Can the Franchise Agreement for Potbelly Sandwich Works be modified, and if so, how?
Potbelly_Sandwich_Works Franchise · 2025 FDDAnswer from 2025 FDD Document
| PROVISION | SECTION IN FRANCHISE OR OTHER AGREEMENT | SUMMARY | |
|---|---|---|---|
| s. | Modification of the agreement | 17.J. of Franchise Agreement; 10.14 of SDAA | No modifications generally except by written agreement signed by both parties, but we may change Operations Manual and System Standards |
| t. | Integration/merger clause | 17.N. of Franchise Agreement; 10.14 of SDAA | Only the Franchise Agreement's and SDAA's terms are binding (subject to state law). Any representations or promises outside of the disclosure document and Franchise Agreement may not be enforceable |
Source: Item 17 — RENEWAL, TERMINATION, TRANSFER, AND DISPUTE RESOLUTION (FDD pages 58–65)
What This Means (2025 FDD)
According to Potbelly Sandwich Works's 2025 Franchise Disclosure Document, the Franchise Agreement can generally only be modified through a written agreement signed by both the franchisor and the franchisee. However, Potbelly Sandwich Works retains the right to unilaterally change the Operations Manual and System Standards.
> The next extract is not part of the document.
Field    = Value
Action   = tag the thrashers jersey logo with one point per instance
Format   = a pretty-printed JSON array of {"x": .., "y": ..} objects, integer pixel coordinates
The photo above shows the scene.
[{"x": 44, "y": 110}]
This means that while specific terms of the Franchise Agreement are difficult to alter, the franchisor has the flexibility to update operational procedures and standards.
For a prospective franchisee, this implies that the initial terms agreed upon in the Franchise Agreement are likely to remain constant unless both parties consent to changes in writing. However, franchisees must stay informed about updates to the Operations Manual and System Standards, as these can be modified by Potbelly Sandwich Works without requiring the franchisee's explicit agreement. These modifications could impact how the business is run and what is expected of the franchisee.
It is important for potential franchisees to carefully review the Operations Manual and System Standards, and understand that these are subject to change. Franchisees should also consider the implications of the integration/merger clause, which states that only the terms of the Franchise Agreement and SDAA are binding, and any representations or promises outside of these documents may not be enforceable. This underscores the importance of ensuring all critical agreements are documented within the formal agreements.